Mgr Dominique Lebrun
n’était sans doute pas très visible dans le cortège, l’immense cortège
dont la tête arrivait à peine sur la place de l’Opéra quand les
derniers milliers de marcheurs « priants » quittaient celle de la
République. Mais l’évêque de Saint-Etienne – se disant un peu surpris,
raconte le « Salon beige » qui a pu échanger quelques paroles avec lui,
d’être le seul évêque présent et surtout le premier – a voulu
accompagner ses ouailles. Ce faisant il a brisé un mur de silence, il a
montré qu’est possible ce que beaucoup croyaient impossible, il a donné
un témoignage qui est aussi un exemple.
Autre tournant : les prêtres en soutane des différents instituts et
fraternités traditionnels étaient nombreux, et même plus nombreux que
les années précédentes (une dizaine de la seule Fraternité Saint-Pierre
autour des abbés Ribeton, Pozzetto, Le Coq…) mais on n’avait carrément
jamais vu autant de prêtres diocésains et religieux en clergyman. Ni de
religieuses, comme ce groupe de Missionnaires de la charité. Leur
dénominateur commun ? La jeunesse. C’est le nouveau visage de l’Eglise
de France : si elle manque cruellement d’ouvriers pour la moisson, ceux
qui ont entendu l’appel divin ont un souffle et un enthousiasme à nous
gonfler le cœur.
A comparer avec la Marche pour la vie de
Washington, on mesure certes le chemin qui reste à parcourir.
Outre-Atlantique, les écoles défilent avec leur aumônier, les
paroissiens avec leur curé, les communautés religieuses avec des
dizaines de membres présents. Et l’esprit est plus libre – chacun vient
avec son identité, sa pancarte, son slogan, pourvu qu’il partage
l’objectif, demander qu’il n’y ait plus d’avortement légal, sans
exception. A Paris, ceux qui voulaient clairement afficher leur foi
étaient relégués en fin de cortège, un peu coupés de lui, pour pouvoir
prier publiquement et ensemble. Or dans ce combat il ne peut y avoir
d’exclusive.
Au bout du compte, la 6e Marche pour la vie aura aussi montré que
des gens très divers peuvent occuper la rue côte à côte et que la
défense de la vie, de sa beauté, de l’espérance dont elle est porteuse
est un puissant fédérateur pour le bien. On ne l’avait jamais ressenti
aussi fortement.
Et cette nouveauté est un vrai signe
d’espoir. Dans le métro, le métro « envahi par les doux » à la fin de
la marche, j’entends un couple d’âge déjà mûr se réjouir de ce qu’ils
viennent de voir et d’entendre. Je devine qu’ils militaient, eux, du
temps de la loi Veil. Ils se souviennent des manifestations d’alors.
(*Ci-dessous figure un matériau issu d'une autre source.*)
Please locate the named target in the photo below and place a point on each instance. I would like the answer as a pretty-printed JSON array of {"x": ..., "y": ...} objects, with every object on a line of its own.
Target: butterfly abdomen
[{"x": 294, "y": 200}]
« Mais à l’époque, les jeunes n’étaient pas dynamiques comme
maintenant : ils sont pleins de courage, ils en veulent, ils sont
joyeux, ils sont nombreux ! Et puis de notre temps, il n’y avait pas de
prêtres… »
Dom Louis-Marie, père abbé du Barroux, dont la
présence fut applaudie à tout rompre, était au cœur des marcheurs
priants de la fin de la Marche. Pourquoi un moine bénédictin vient-il à
une telle manifestation ? Il rit de ma demande : « Mais enfin, c’est
évident ! » Et pressé par moi d’en dire davantage : « Je suis là pour manifester notre indignation et notre protestation. On a reproché à Pie XII
de s’être tu, alors qu’il avait de bonnes raisons de ne pas parler tout
haut. Aujourd’hui le monde se tait, alors qu’il n’y a aucune raison de
le faire. Nous n’avons pas le droit de nous taire, c’est ce que je
viens crier ! »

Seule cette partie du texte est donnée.